Appena appare il suo breve scritto, a Bianchi scrivono lo stesso Mazzuchelli ed alcuni redattori editoriali di Venezia 61, per conoscere altri particolari di quella visita alla tomba della donna di Sigismondo, appena compiuta. Bianchi risponde a tutti, ma prima di avviare le missive al corriere, le legge pubblicamente in città. Bianchi, come racconta Battarra a Ferdinando Bassi 62, sostiene che quei «sepolcri sono stati aperti privatamente da un Fraticello ignorante che si è unito con alcuni di poca mente e che nottetempo sono andati a frugacciare» nelle tombe. Alla lettura di queste missive, Bianchi accompagna commenti cordialmente osceni 63 in faccia allo stesso Battarra ed agli altri della compagnia di Righini.
Alla recensione di Bianchi sul lavoro di Mazzuchelli apparsa l’11 marzo, replica immediatamente un anonimo riminese sullo stesso periodico fiorentino 64, con una Relazione d’apertura d’Avelli in cui leggiamo che l’ispezione al sepolcro di Isotta era stata fatta da 1160.erudizione.sr2003.htmlsi «galantuomini». L’affermazione non smentisce sostanzialmente la notizia di Bianchi, che essa cioè fosse avvenuta «privatamente». Dove fosse lo scandalo dell’opinione di Bianchi, non si comprende. Anche Brunelli, come abbiamo visto, sostiene in una nota alla Lettera milanese a stampa (uscita con la data del 16 giugno 1757) che per la tomba degli Antenati tutto è accaduto «privatamente» 65. Battarra nello stesso scritto milanese non può smentire Bianchi: ricorda che, accanto ai soliti invitati, per la visita al sepolcro d’Isotta erano stati presenti soltanto religiosi riminesi e forestieri dell’Ordine di padre Righini.

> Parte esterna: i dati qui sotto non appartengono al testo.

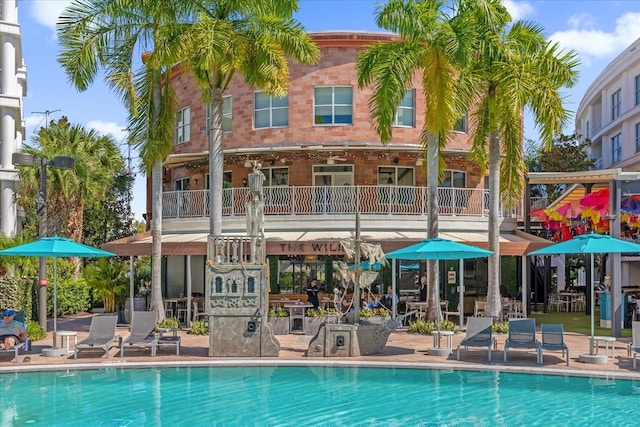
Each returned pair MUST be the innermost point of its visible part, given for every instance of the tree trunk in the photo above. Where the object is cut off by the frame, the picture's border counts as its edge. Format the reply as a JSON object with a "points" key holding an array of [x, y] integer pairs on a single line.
{"points": [[216, 164], [432, 221], [494, 304]]}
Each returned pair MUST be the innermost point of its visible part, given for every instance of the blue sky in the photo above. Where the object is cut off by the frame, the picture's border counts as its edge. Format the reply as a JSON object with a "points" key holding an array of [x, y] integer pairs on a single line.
{"points": [[597, 29]]}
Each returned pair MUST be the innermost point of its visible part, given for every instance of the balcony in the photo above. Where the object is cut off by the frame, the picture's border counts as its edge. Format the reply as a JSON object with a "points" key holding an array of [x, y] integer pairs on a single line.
{"points": [[340, 200]]}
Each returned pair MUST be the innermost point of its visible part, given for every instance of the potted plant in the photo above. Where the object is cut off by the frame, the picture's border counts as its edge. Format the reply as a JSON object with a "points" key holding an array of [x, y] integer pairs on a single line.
{"points": [[315, 318], [279, 320]]}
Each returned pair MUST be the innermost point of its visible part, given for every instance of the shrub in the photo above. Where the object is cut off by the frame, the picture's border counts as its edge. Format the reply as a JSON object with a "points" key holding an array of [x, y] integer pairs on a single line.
{"points": [[35, 331], [199, 327], [425, 327]]}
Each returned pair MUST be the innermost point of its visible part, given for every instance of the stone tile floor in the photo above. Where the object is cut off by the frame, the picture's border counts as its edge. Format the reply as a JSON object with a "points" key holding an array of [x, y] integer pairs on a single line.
{"points": [[402, 348]]}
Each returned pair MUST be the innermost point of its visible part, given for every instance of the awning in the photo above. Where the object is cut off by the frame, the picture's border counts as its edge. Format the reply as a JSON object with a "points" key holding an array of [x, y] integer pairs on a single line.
{"points": [[515, 243]]}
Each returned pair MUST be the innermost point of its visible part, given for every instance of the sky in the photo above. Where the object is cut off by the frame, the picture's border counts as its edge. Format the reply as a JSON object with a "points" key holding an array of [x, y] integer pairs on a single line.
{"points": [[598, 30]]}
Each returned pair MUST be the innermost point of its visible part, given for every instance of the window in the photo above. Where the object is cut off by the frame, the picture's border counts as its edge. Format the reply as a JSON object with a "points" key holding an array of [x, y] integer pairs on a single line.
{"points": [[270, 111], [333, 105], [405, 112], [616, 149], [181, 184], [183, 126], [455, 179], [461, 124], [226, 115], [615, 105]]}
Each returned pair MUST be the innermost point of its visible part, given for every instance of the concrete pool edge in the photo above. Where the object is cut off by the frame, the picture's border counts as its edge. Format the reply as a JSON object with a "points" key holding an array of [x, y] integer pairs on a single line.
{"points": [[253, 362]]}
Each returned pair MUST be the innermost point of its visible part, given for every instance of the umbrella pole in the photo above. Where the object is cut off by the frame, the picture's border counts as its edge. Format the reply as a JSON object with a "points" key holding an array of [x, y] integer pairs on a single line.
{"points": [[593, 303]]}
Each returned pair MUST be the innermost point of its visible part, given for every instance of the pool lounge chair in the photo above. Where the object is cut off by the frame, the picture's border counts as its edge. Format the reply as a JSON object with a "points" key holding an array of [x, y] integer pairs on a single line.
{"points": [[479, 334], [522, 334], [102, 334], [635, 341], [553, 340], [143, 332]]}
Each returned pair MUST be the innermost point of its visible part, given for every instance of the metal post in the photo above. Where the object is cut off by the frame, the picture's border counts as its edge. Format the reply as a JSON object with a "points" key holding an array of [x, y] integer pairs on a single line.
{"points": [[41, 209]]}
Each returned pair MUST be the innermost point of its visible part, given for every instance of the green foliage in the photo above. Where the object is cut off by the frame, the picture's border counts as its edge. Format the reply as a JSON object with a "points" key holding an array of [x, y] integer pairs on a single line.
{"points": [[18, 294], [35, 331], [169, 322], [425, 327], [108, 276], [199, 327], [74, 296], [500, 327], [280, 312]]}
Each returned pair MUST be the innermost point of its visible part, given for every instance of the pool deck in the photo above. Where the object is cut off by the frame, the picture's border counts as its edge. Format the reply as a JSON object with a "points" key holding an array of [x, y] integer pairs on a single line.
{"points": [[402, 349]]}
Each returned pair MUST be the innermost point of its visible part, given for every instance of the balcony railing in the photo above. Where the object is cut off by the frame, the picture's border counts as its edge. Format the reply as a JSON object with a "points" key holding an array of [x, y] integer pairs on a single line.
{"points": [[340, 200]]}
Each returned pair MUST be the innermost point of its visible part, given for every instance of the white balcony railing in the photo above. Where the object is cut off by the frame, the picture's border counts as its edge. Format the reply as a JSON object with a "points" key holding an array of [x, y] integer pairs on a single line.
{"points": [[340, 200]]}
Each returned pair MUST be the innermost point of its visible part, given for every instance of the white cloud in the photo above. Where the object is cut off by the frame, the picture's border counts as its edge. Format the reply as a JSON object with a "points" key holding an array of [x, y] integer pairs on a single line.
{"points": [[518, 10], [592, 43], [46, 12], [105, 128]]}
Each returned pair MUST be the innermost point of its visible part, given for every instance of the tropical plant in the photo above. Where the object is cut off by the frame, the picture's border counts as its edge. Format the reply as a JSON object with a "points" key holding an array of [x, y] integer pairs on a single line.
{"points": [[515, 67], [109, 278], [437, 40], [254, 38], [199, 327], [108, 35]]}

Solamente per il sepolcro di Sigismondo arriva un’autorità pubblica, il capo console Battaglini. Ma, come farà osservare Bianchi, il vicario generale della diocesi, invitato da padre Righini, non interviene «per non autorizzare colla sua presenza un atto, nel quale ci poteva essere anche qualche dubbio». Questa frase si legge in un ms. gambalunghiano inedito 66, che Bianchi compose intitolandolo Note d’una Persona, che vien supposta Amica della Nobilissima Casa Malatesta. A questo testo accenna Battarra con Ferdinando Bassi: il dottor Bianchi «presentemente sta scrivendo, e va vegliando ancora notti intiere per istampare contro quest’apertura d’Avelli» 67. Battarra racconta che Bianchi lo ha colpito «con un esercito d’impertinenze», ed è «diventato sì fanatico» da farsi compatire dappertutto, e da divenire inavvicinabile. Al nipote di Bianchi, Girolamo (anch’egli medico), Battarra confida: suo zio se l’è presa con me, «ed il maggior mio dispiacere è di vederlo rendersi pressocché ridicolo e puerile» 68. Al concittadino conte Roberto Sassatelli, Battarra scrive: «Le nostre rotture con Bianchi si sconvolgono sempre più» 69. Ma il 29 settembre Battarra ricorrerà tranquillamente all’antico maestro per chiedergli una visita urgente al padre «aggravato dal mal d’orina» 70.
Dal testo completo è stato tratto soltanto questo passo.